Monday, February 2, 2009
Come around 2 o'clock, it was time. Time for our short dog walk. It's short because I can't be away from a bathroom for more than a few minutes at a time, Cosmos is getting dangerously old and fragile, and Sunny? He'd go on for much longer if I could take him, but his gentle nature (except around other dogs) and happy disposition allows him to be grateful for the outings that we have.
I gathered up Cosmos. He's a Momma's boy and always at my feet. "Sunny!" I called. "Sunny? Sunny Delight? Sunnyshine? Sunnyshine on my Shoulder? Sunny Side of the Street? Want to go out for a walk?"
I walked into the studio, thinking he'd be in there, but he wasn't. I looked in the living area and the kitchen without any luck. I walked out the front door, but he wasn't in his position on the brick with his nose poked out under the gate where he normally is. So I repeated the search process. Nothing.

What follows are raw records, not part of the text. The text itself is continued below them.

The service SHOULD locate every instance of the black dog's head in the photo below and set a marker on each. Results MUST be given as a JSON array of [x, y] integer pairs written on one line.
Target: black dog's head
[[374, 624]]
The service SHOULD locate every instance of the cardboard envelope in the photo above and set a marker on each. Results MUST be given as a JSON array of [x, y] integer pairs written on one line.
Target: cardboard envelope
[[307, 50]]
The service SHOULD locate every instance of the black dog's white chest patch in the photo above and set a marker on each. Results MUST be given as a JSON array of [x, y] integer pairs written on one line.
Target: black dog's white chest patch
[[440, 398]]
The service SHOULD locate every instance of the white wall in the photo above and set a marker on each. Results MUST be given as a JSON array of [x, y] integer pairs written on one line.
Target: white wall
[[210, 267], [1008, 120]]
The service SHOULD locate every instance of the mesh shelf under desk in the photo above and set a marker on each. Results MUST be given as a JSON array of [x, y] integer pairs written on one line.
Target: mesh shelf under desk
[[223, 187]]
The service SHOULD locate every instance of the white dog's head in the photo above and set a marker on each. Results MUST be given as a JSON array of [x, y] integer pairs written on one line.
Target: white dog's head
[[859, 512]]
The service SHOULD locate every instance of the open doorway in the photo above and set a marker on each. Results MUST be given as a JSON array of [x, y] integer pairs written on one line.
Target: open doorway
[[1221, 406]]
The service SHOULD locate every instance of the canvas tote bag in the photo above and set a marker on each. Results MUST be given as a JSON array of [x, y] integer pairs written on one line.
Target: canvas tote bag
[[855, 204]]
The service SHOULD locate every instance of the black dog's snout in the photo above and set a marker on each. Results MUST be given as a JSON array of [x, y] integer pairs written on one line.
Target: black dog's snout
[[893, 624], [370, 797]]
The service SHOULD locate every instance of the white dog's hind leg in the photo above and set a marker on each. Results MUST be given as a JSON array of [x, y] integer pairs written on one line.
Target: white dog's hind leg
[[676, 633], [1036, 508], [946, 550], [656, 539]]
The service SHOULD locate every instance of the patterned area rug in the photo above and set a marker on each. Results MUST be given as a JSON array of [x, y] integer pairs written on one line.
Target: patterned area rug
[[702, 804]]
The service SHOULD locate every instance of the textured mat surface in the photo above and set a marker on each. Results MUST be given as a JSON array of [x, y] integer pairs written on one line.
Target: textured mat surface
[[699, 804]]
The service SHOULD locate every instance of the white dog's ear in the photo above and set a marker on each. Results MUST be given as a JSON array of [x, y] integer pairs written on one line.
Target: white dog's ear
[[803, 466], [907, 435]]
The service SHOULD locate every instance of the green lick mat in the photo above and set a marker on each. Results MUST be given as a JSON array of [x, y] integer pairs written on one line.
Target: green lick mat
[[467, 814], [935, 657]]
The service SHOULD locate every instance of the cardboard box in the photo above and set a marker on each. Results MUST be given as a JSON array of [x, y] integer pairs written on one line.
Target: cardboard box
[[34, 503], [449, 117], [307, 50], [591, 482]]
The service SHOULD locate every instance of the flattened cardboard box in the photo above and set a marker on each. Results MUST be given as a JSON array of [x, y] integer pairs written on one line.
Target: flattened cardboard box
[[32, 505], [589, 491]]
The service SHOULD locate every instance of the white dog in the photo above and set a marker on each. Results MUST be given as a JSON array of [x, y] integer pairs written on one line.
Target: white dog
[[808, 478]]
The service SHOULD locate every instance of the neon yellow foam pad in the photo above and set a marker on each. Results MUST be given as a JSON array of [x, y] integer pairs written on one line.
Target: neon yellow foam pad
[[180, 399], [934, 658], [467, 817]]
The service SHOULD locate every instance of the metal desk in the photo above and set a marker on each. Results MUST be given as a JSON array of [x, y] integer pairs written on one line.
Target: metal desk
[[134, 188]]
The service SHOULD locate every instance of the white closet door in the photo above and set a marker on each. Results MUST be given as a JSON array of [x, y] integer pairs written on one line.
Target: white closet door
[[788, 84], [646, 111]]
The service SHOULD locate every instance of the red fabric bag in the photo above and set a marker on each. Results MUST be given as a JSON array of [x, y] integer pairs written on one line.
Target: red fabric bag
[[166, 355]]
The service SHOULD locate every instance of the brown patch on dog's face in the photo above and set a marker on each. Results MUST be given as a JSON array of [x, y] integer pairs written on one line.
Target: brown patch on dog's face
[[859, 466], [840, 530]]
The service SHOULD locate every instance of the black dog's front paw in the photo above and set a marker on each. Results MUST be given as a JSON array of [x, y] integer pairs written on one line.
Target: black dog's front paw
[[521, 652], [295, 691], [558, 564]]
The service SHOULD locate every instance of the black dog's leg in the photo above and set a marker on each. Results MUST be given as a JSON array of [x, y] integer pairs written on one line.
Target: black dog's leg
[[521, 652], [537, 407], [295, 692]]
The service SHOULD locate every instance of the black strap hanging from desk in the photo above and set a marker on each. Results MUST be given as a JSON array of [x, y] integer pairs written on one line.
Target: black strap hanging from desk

My stomach, as it does when I am unable to locate Sunny, started to tie up in knots. I quickly walked out onto the patio thinking "Oh Shit! He's gotten loose and who knows what's happening?" You see, Sunny is a runner and doesn't come when called. He's also not street smart, and because he's large and a mutt, people are generally afraid of him. But when I looked at the patio gate, it was locked. "Whew!" I thought. He wouldn't have escaped and locked the gate behind him.
Then I looked across the patio.
I looked at the rocking bench on the other side of the garden. The brown rocking bench that isn't colored all that differently than Sunny.
And there I found him.
My old man, sleeping the afternoon away in the garden, without a care in the world.